Rachel Champ and her wife

A 27-year-old lesbian woman from Ireland took to social media recently after a more than problematic conversation with a physician over a hysterectomy she wanted to have.

Rachel Champ is a sales agent and master’s degree student, studying criminology. For 17 years, she’s had immensely painful periods, she told BuzzFeed.

"I still vividly remember getting my first period and curling into a ball on my bed in the fetal position and crying because of the pain. This became a new routine for me every month.”

Two years ago, she was given her first cervical screening.

"It wasn’t until I had my first pap smear test when I was 25 and spoke to the female doctor who performed it. She told me that it wasn't normal to be in so much pain every month that I couldn’t walk, missed work/college/events, and had to take so many painkillers just to function,” Champ said.

She then went to a gynecologist who found cysts on Champ’s ovaries and what appeared to be endometriosis.

After still being in pain month after month, Champ asked a gynecologist she had visited before about the possibility of getting a hysterectomy.

“After 17 years, and potentially another 20-plus years of this pain depending on when I go into menopause, I wanted to know at what point can I make the decision to have a hysterectomy to improve my quality of life, and put an end to the period pain I have experienced for nearly two-thirds of my life,” she explained.

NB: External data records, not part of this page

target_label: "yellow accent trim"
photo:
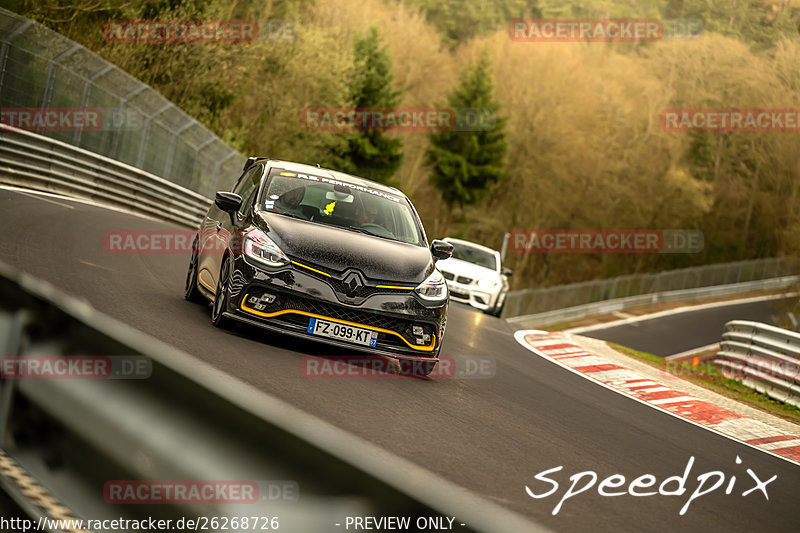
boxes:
[197,272,215,292]
[292,261,331,277]
[240,294,436,352]
[375,285,414,291]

The doctor refused to discuss it.

He said, according to Champ, that she was too young for the procedure and was letting the pain make the decision.

Champ, who is married, explained to the doctor that she and her wife planned to adopt. He said — with Champs’ wife with her at the appointment — “I don’t want you to have regrets if circumstances change for you. Maybe you leave your partner, your sexual orientation changes, and you meet someone and he wants children.”

Afterward, Champ wrote about her experience on Twitter. She told BuzzFeed, "I wanted to share my experience — as I have with other aspects of my journey — to try and draw some attention to the barriers that women — specifically LGBTQ women — face every day trying to get basic respect and understanding from their health care providers."

Her tweets about the incident have gone viral. Champ said she’s grateful to have had many people support her after she shared her experience.

She also said that her situation is just an overarching problem that women often face when seeking medical care.

"I think it really boils down to the fact that women aren’t treated as if we are capable of making decisions over our own bodies," Champ said. "In this particular circumstance, the problem is the idea that all women must want to have children. In my case, it shows that misogyny is so deeply ingrained in women’s health care, that a man who doesn’t exist is more important to my doctor than me — the very real patient sitting in front of him in tears begging for help to end the pain.